Nuit blanche

Le sujet, celui qui dort, sensible au matin à se souvenir de ses rêves, opère de quelques manières pour les faire ressurgir de sa nuit. Mais quelques fois, les rêves restent bloqués dans l’inconscient. Lorsque cela arrive et que la volonté de retracer le parcours de la nuit se fait plus forte, il existe des techniques de secours.

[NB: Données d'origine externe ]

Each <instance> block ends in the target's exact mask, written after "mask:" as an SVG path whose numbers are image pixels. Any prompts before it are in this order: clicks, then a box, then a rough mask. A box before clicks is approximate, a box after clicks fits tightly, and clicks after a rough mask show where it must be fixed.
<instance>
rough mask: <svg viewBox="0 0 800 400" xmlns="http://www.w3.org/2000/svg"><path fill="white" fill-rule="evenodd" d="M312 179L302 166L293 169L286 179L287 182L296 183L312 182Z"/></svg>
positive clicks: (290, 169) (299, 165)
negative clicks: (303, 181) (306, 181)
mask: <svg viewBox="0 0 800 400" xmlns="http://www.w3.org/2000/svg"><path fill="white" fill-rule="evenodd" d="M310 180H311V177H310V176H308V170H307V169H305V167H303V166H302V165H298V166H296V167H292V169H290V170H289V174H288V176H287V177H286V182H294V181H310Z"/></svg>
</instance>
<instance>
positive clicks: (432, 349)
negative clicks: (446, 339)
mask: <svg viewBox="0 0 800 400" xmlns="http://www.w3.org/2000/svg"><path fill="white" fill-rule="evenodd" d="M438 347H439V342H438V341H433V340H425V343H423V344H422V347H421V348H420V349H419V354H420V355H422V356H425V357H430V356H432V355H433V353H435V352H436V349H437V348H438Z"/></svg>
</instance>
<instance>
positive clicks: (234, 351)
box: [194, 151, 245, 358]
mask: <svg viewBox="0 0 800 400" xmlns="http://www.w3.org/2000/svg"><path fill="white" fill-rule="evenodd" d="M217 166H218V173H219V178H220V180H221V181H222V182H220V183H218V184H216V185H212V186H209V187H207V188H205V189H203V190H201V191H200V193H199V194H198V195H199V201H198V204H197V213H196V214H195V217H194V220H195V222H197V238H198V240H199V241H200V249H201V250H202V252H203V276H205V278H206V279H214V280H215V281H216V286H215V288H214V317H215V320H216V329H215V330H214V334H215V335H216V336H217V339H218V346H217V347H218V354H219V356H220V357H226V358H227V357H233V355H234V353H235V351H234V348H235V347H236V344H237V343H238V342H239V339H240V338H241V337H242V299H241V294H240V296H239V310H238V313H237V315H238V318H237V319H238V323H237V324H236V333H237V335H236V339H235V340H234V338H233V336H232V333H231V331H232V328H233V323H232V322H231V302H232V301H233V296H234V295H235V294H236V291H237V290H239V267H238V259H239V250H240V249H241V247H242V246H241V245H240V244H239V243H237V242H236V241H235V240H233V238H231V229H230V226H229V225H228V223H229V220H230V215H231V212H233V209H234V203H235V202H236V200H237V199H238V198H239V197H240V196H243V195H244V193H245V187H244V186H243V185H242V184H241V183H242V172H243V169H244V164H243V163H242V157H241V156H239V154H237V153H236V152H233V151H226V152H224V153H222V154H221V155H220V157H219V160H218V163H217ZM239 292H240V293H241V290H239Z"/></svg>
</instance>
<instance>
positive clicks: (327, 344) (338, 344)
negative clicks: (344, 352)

La règle d’or consiste à rester calme. Si le souvenir d’un rêve en particulier peut sembler important, il ne suffit pas de balayer mentalement des images à la suite. En refermant les yeux, le rêve peut réadvenir tout bonnement. Dans le cas contraire, l’esprit s’attache souvent à des images de la veille, notamment celles liées aux activités qui ont précédé l’endormissement. C’est d’ailleurs presque un réflexe que possède notre conscience d’aller puiser des images de notre réalité sensible. Mais la nuit ne procède pas ainsi. Les sens n’y ont pas autant de place ni d’importance. Balayer de nouveau les images réminiscentes des rêves des nuits précédentes est une astuce qui fonctionne assez bien ; comme si la mémoire des rêves n’était pas tout à fait la même que celle de notre mémoire sensible. En remontant le cours des rêves connus (cela implique que le sujet s’exerce depuis un certain nombre de jours à la réminiscence), on met souvent la main sur une première image qui correspond au rêve voilé. À partir d’une première image, une suite d’autres refont habituellement surface. Ce n’est néanmoins pas systématique et il faut de l’entrainement.

Il arrive toutefois que la nuit reste muette. Dans le calme, toujours, il faut se lever et vaquer à sa journée en acceptant pleinement cet échec. Il faut bien vire, manger, bouger, travailler, aimer… et cetera. La pire attitude qui tend à bloquer encore plus l’inconscient consiste à se tyranniser l’esprit en faisant de vain effort de mémoire. Certaines personnes consacrent beaucoup de temps à l’étude, voire à la rédaction de leurs rêves. Dans la méthode supernaturaliste, c’est d’ailleurs le vivier de la création. Mais on ne doit rien attendre d’exact en se plongeant dans le monde des rêves. Une nuit blanche arrive de temps en temps, parfois même plusieurs jours d’affilée. Une nuit blanche ! Pas celle où l’on ne dort pas, mais bien celle où les rêves ne refont pas surface pour une raison ou pour une autre. Ces raisons peuvent être multiples : stress journalier trop important, abus d’alcool ou prise de drogue, de certains médicaments qui bloquent le sommeille paradoxale…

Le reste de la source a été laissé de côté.